On the other side of the Ferrari garage, Carlos Sainz failed to set a lap time in Q2 and qualified fifteenth. He was already consigned to start from the back of the grid due to a power unit penalty. The encouraging news for Sainz is that he has scored points in all of the last three races in which he started 20th on the grid – including with his maiden podium finish at the 2019 Brazilian Grand Prix.
ALONSO’S BEST GRID POSITION IN SEVEN YEARS
For a second consecutive race, Fernando Alonso qualified in sixth place. Hamilton’s penalty sees Alonso promoted to fifth on the final grid. It’s his best starting position since he started fifth with Ferrari at the 2014 Japanese Grand Prix.
Until today, the 2014 Singapore and Japanese Grands Prix were the last time that Alonso qualified in the top six at consecutive races!
SCHUMACHER’S BEST QUALIFYING TO DATE
Mick Schumacher celebrated his best qualifying result to date with 14th place. It was the second time he had reached Q2, but the first time he had competed in the session. He was unable to participate in Q2 at the French Grand Prix due to a crash after setting his fastest Q1 lap time.
Schumacher’s 14th place is the first time a Haas driver has qualified in the top fourteen since Romain Grosjean qualified 14th at last year’s 70th Anniversary Grand Prix.
While Schumacher reached Q2, Nikita Mazepin qualified last of the 20 drivers and lapped 2.894 seconds slower than his team-mate’s best Q1 lap time.
RICCIARDO OUT IN Q1
Daniel Ricciardo was disappointed to exit in Q1, qualifying only sixteenth.
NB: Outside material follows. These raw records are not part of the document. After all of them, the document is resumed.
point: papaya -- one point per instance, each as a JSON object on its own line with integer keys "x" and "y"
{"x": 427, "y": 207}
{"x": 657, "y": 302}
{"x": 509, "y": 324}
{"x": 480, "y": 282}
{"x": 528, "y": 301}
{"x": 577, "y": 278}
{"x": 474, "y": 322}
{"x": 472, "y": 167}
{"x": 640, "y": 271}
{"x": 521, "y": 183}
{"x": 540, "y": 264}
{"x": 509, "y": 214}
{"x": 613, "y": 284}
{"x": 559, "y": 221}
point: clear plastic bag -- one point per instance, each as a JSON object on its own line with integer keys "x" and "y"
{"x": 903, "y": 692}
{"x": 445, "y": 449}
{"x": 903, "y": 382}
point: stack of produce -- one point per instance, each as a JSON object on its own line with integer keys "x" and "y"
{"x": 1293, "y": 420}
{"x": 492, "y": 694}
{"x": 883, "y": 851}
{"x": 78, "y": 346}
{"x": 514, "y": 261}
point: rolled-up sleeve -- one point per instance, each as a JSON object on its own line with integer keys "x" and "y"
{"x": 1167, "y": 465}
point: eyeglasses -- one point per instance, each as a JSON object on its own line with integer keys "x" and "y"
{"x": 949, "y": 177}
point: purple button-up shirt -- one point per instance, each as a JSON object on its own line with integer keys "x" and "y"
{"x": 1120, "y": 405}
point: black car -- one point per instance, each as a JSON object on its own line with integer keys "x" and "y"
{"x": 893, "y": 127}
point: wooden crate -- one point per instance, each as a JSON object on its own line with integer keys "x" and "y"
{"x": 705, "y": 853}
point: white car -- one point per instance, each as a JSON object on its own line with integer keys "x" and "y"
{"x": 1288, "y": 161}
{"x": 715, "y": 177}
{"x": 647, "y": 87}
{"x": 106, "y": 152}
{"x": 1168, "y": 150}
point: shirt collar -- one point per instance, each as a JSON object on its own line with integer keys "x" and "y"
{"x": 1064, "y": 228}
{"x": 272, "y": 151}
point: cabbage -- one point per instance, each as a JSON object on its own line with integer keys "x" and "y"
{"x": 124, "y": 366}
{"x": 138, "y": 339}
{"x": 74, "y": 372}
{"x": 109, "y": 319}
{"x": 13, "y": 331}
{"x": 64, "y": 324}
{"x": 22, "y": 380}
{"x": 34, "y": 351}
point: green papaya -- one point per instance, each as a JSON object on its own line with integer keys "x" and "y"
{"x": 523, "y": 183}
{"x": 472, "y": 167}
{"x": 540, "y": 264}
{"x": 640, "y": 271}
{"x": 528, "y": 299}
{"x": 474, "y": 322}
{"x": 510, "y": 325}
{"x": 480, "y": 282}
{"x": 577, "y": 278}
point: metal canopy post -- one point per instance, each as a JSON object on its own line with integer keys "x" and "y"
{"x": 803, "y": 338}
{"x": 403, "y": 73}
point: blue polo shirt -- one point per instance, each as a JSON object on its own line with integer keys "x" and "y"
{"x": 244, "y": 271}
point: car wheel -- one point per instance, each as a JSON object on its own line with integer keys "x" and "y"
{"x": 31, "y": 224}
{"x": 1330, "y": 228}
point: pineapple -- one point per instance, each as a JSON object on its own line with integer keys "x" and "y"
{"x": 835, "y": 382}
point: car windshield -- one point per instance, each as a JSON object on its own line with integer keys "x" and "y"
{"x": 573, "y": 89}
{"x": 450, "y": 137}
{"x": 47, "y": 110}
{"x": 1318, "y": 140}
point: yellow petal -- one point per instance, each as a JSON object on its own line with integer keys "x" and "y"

The Australian recorded his and McLaren’s second Q1 elimination of the 2021 season. Ricciardo also qualified sixteenth at the Portuguese Grand Prix.
Ricciardo’s Q1 exit marks only the second time a McLaren driver has failed to get through to Q2 in Turkey. Lewis Hamilton is the only other driver to record a Q1 exit for McLaren in Istanbul. He also qualified sixteenth with the team back in 2009.
WHAT A DIFFERENCE A YEAR MAKES
In 2020, both Alfa Romeo drivers reached Q3 at the Turkish Grand Prix – but both were out in Q1 in 2021. This was the team’s fourth double Q1 elimination of the year. Last year’s Turkish Grand Prix remains the last time both Alfa Romeo drivers qualified in the top ten at a single event.
Before today, the former Sauber team had recorded only one Q1 exit in Turkey. That was for Kamui Kobayashi, who failed to set a lap time in qualifying for the 2011 Turkish Grand Prix. The Japanese driver started 24th and last on the grid for that race but still picked up a point after finishing tenth. It’s the furthest back grid position from which a point has been scored in Turkey. Perhaps there’s still hope for Raikkonen and Giovinazzi in tomorrow’s race!